Highlights & Insights¶
- The formal analysis of Wing-tip Feature Collapse is compelling: The Patch-Swapping Transformation rigorously proves the fundamental limitation of finite-receptive-field RI methods, providing a theoretical basis for incorporating global information.
- The "shadow point" concept is highly intuitive: Projecting each point to a new position via a learned global rotation as a reference anchor preserves rotation invariance (since the rotation is shared) while injecting global positional information.
- Bingham distribution for rotation uncertainty modeling: Rather than fixing a single rotation matrix, a probabilistic distribution is used to adaptively learn the optimal rotation, preventing degenerate cases.
Limitations & Future Work¶
- Evaluation is limited to object-level datasets; scene-level point clouds (e.g., S3DIS, ScanNet) represent an important direction for future work.
- The learning of the Bingham distribution may be unstable during early training; the paper does not discuss convergence behavior in detail.
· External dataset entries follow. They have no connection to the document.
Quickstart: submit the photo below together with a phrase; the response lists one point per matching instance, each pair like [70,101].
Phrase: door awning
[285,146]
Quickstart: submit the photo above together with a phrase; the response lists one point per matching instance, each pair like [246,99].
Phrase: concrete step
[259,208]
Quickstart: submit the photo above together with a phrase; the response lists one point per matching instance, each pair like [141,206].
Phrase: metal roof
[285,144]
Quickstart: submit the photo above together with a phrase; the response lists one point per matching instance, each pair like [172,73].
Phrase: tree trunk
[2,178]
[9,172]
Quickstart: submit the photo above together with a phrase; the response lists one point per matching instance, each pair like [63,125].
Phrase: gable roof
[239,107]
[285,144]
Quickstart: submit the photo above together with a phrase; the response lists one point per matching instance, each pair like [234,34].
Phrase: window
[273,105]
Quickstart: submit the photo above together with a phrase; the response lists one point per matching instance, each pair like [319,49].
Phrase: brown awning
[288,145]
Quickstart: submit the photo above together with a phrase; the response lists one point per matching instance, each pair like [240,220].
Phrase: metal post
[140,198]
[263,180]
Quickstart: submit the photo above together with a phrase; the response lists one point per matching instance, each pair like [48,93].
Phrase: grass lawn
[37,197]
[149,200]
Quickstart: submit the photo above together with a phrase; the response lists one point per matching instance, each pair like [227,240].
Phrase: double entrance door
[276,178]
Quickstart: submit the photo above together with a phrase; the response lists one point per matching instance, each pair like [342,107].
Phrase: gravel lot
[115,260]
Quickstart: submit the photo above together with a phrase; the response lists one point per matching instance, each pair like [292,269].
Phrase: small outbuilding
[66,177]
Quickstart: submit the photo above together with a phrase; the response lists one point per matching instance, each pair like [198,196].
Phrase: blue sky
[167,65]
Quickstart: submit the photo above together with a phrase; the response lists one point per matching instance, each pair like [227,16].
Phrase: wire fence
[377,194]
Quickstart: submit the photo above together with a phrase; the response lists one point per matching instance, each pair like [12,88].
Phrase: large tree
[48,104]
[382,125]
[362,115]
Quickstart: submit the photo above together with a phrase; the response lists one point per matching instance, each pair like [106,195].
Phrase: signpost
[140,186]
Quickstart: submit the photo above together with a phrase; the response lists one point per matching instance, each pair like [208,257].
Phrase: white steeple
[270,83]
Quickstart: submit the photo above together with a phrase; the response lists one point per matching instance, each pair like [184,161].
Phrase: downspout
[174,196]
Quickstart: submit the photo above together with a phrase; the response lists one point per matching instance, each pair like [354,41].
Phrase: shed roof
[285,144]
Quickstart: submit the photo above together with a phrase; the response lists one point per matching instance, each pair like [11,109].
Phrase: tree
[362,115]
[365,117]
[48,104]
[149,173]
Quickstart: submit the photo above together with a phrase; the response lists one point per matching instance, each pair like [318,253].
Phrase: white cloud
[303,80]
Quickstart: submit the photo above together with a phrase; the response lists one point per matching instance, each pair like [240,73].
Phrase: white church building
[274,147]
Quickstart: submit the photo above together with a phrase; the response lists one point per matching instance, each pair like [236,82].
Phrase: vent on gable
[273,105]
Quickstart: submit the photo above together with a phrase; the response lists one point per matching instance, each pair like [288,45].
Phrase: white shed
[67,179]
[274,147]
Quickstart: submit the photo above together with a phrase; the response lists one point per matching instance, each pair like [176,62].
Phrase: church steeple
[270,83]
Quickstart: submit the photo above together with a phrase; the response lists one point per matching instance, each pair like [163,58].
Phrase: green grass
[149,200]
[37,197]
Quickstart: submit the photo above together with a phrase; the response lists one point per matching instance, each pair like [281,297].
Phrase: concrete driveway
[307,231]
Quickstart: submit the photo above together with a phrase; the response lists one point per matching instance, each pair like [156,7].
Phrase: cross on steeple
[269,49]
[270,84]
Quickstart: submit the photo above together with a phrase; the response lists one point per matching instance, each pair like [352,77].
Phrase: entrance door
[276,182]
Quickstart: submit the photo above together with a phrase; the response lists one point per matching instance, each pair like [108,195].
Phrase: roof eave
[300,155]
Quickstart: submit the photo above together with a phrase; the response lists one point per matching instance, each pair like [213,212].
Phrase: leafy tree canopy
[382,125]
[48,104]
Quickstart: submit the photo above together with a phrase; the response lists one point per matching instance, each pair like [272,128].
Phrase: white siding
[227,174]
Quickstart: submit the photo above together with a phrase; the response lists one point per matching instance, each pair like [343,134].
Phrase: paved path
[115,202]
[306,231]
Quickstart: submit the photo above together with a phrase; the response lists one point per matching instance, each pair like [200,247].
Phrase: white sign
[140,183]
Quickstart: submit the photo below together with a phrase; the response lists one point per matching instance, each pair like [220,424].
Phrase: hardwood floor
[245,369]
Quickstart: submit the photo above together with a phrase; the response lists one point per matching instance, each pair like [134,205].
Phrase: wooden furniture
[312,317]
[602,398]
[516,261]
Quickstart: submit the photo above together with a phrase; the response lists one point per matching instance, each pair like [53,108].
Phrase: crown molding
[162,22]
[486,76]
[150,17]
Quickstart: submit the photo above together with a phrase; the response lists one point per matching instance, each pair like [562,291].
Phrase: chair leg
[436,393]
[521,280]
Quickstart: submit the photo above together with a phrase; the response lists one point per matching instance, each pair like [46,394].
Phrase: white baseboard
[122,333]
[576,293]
- The effectiveness of shadow points relies on objects having globally asymmetric geometry and may fail for fully symmetric objects (e.g., spheres).
- The large neighborhood size of \(k=40\) used in segmentation may incur high computational cost on large-scale point clouds.
Related Work & Insights¶
- vs PaRI-Conv: PaRI-Conv enhances local descriptors with an 8D Aug. PPF but remains confined to local information; SiPF introduces global information via shadow points and represents a natural extension of the PPF family.
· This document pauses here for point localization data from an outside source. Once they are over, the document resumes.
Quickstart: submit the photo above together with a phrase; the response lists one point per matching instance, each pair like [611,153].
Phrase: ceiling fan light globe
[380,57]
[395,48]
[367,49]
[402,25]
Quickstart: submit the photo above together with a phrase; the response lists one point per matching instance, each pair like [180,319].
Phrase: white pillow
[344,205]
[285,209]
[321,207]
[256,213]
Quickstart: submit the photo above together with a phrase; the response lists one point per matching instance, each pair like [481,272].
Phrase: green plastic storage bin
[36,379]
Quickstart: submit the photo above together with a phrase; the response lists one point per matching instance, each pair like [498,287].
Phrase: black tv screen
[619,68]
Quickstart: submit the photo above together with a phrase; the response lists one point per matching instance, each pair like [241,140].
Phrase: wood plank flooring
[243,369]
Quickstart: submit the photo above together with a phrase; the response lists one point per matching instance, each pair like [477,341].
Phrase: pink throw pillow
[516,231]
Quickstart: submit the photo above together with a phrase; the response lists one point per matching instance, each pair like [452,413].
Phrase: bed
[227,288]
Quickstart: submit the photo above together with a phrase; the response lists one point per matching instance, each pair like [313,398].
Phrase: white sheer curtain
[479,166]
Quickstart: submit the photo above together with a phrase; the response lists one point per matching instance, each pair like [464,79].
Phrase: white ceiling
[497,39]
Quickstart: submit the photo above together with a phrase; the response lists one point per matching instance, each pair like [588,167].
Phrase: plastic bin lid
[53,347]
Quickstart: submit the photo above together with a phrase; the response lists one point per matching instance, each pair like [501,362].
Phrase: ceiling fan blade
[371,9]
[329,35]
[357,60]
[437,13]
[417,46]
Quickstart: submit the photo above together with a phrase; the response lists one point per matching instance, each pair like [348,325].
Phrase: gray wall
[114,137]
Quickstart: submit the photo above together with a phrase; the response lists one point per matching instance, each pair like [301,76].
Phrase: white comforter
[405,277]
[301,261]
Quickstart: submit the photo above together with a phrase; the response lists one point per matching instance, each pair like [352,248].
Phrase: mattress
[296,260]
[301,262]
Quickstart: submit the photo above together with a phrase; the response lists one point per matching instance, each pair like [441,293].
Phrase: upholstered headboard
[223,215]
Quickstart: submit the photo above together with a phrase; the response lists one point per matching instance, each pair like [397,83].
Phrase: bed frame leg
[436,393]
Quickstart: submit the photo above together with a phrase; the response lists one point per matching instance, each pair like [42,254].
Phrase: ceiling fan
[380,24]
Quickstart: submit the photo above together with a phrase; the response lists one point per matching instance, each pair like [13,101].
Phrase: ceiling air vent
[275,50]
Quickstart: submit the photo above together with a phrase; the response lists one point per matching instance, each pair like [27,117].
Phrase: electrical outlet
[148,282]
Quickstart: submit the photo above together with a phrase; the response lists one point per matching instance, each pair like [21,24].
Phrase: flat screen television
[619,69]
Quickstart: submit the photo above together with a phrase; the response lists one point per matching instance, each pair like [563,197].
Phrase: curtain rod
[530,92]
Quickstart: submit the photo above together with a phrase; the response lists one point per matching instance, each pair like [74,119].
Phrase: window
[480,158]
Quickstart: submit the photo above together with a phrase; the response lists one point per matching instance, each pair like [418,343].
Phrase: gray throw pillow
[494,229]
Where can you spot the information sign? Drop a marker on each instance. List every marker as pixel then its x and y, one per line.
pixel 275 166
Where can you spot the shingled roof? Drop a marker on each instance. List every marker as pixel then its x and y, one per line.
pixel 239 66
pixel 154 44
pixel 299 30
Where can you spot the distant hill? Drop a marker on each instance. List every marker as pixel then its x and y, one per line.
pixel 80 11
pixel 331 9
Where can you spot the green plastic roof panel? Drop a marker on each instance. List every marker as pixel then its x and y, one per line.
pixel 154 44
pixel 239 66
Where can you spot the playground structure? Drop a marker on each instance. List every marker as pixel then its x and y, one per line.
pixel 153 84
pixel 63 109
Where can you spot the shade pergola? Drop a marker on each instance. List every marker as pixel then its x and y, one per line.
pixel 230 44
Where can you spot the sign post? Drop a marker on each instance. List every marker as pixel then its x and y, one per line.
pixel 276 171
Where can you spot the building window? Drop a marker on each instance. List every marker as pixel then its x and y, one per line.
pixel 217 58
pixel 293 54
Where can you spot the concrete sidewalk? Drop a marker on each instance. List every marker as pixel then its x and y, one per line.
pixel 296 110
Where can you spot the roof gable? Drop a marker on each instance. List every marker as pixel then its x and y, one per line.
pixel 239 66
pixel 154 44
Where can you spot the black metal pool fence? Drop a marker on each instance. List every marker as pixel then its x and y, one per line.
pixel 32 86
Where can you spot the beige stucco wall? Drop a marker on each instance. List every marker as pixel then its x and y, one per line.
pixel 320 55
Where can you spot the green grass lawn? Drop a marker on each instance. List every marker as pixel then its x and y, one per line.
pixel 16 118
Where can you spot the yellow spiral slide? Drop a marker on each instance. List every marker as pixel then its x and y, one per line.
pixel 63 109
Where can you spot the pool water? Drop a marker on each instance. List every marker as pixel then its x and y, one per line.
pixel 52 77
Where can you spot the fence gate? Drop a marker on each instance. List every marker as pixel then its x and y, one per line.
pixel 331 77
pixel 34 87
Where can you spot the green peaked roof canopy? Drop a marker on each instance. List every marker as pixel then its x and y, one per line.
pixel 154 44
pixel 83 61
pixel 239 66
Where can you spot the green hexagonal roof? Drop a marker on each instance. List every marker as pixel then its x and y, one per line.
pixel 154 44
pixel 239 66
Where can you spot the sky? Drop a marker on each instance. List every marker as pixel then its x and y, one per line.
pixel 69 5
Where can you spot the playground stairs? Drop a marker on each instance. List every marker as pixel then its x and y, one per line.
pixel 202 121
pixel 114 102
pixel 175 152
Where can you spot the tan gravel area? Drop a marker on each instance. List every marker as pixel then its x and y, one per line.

- vs VN-DGCNN: VN-DGCNN preserves pose information through equivariant networks but is constrained by linear combination restrictions; the SiPF approach is more flexible.
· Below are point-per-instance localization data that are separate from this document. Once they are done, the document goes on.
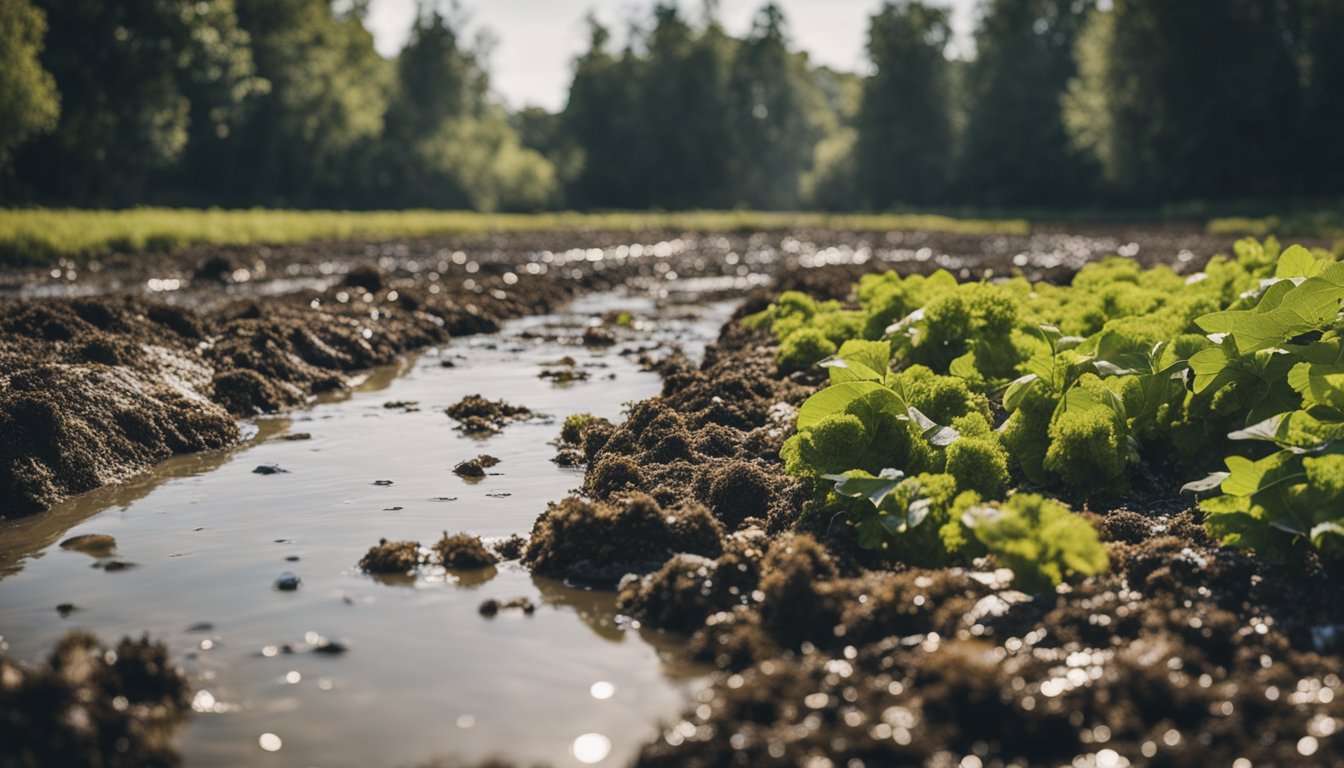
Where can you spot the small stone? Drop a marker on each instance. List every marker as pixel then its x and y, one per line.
pixel 96 545
pixel 329 647
pixel 492 607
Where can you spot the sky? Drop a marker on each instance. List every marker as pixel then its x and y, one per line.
pixel 538 39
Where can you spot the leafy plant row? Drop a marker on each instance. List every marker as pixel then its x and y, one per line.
pixel 944 396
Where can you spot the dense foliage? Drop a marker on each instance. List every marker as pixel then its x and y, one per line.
pixel 948 394
pixel 1057 102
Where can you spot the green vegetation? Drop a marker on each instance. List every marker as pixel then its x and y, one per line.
pixel 1040 540
pixel 28 102
pixel 39 234
pixel 1063 104
pixel 1323 225
pixel 945 393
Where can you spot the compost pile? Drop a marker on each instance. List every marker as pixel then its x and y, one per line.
pixel 922 522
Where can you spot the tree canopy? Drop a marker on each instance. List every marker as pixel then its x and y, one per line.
pixel 1050 102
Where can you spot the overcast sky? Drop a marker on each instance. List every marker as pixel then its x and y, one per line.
pixel 538 39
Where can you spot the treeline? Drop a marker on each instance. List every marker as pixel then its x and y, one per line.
pixel 285 102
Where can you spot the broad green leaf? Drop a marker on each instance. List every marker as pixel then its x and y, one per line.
pixel 1249 478
pixel 1321 530
pixel 1018 390
pixel 1308 307
pixel 964 367
pixel 1298 262
pixel 1273 429
pixel 859 359
pixel 1079 398
pixel 839 397
pixel 937 435
pixel 1214 480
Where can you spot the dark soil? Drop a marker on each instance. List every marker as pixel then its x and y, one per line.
pixel 93 390
pixel 1184 654
pixel 492 607
pixel 475 467
pixel 97 388
pixel 464 552
pixel 117 706
pixel 391 557
pixel 479 416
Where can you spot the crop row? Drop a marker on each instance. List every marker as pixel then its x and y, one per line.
pixel 958 413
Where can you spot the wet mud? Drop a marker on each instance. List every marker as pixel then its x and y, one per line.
pixel 117 706
pixel 1184 654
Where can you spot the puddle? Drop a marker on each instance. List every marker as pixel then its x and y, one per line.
pixel 424 674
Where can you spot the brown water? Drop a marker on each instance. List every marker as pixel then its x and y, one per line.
pixel 425 677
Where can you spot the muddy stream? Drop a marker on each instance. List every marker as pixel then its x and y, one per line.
pixel 417 673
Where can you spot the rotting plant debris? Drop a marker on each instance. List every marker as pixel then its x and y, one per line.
pixel 479 416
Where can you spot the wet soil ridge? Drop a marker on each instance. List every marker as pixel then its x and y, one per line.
pixel 1184 654
pixel 117 706
pixel 93 390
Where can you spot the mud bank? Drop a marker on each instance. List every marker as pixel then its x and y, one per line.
pixel 92 705
pixel 96 389
pixel 1184 654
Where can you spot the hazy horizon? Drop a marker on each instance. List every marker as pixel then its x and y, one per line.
pixel 538 39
- vs LocoTrans: LocoTrans augments local features with an equivariant backbone at high computational cost (6.72M params, 7998M FLOPs); the proposed method is more efficient.
Rating¶
- Novelty: ⭐⭐⭐⭐⭐ Formal treatment of wing-tip collapse + shadow points + Bingham distribution — elegant and theoretically grounded.
- Experimental Thoroughness: ⭐⭐⭐⭐ Three benchmarks with comprehensive ablations, but lacks scene-level evaluation.
- Writing Quality: ⭐⭐⭐⭐⭐ Rigorous theoretical derivations, clear illustrations, and well-structured exposition.
- Value: ⭐⭐⭐⭐ Offers an elegant solution for injecting global information into rotation-invariant point cloud learning.